Building-level investments in health and wellness ought to also be incentivized. At Epsten Group, we believe in certification programs that focus on health and wellness advances that have been vetted by healthcare practitioners and scientists across the world. And by participating in these certification programs, facilities have a letter of attestation to prove that they have incorporated these design ideas, behavior influencers, and policies. New hospitals and community clinics are a natural fit for pursuing certifications in programs like the IWBI’s WELL Building Standard and the LEED Healthcare Rating System. Still, other facilities can also be designed and built with health and wellness in mind.

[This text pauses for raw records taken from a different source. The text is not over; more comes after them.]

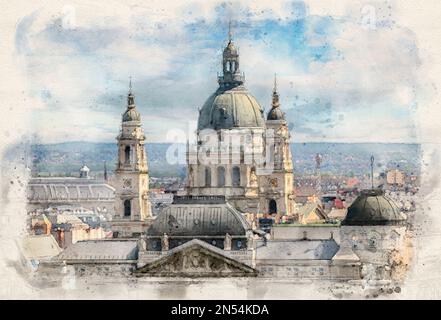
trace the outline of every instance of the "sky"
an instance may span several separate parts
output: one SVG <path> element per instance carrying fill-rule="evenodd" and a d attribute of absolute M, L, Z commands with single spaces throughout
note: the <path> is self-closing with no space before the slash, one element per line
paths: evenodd
<path fill-rule="evenodd" d="M 265 113 L 277 73 L 293 142 L 418 142 L 427 83 L 395 1 L 336 13 L 315 1 L 72 3 L 16 26 L 35 141 L 115 141 L 130 77 L 147 141 L 185 141 L 217 88 L 231 21 Z"/>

And in the same sense, senior living communities can look to the Fitwel Communities rating system for guidance on design measures and policies to increase health and wellness for their programs. When certification isn’t a great fit, we can look to these rating systems to apply some of the more important health and wellness strategies as a start. Offices and schools can integrate improved air and water filtration, provide ample access points for clean drinking water, emphasize active vertical circulation and furnishings, and even include cafeterias and dining halls mindfully sequenced to promote better nutritional choices, as well as healthier food prep and hygiene. All of the above can easily dovetail with sustainability-related goals to reduce water and energy consumption, curtail vehicle miles traveled by traditional internal combustion vehicles, and provide larger green spaces for mental health, public recreation, all with microclimate and carbon sequestration benefits, with the end game of contributing to a healthier, more prosperous, and more just world.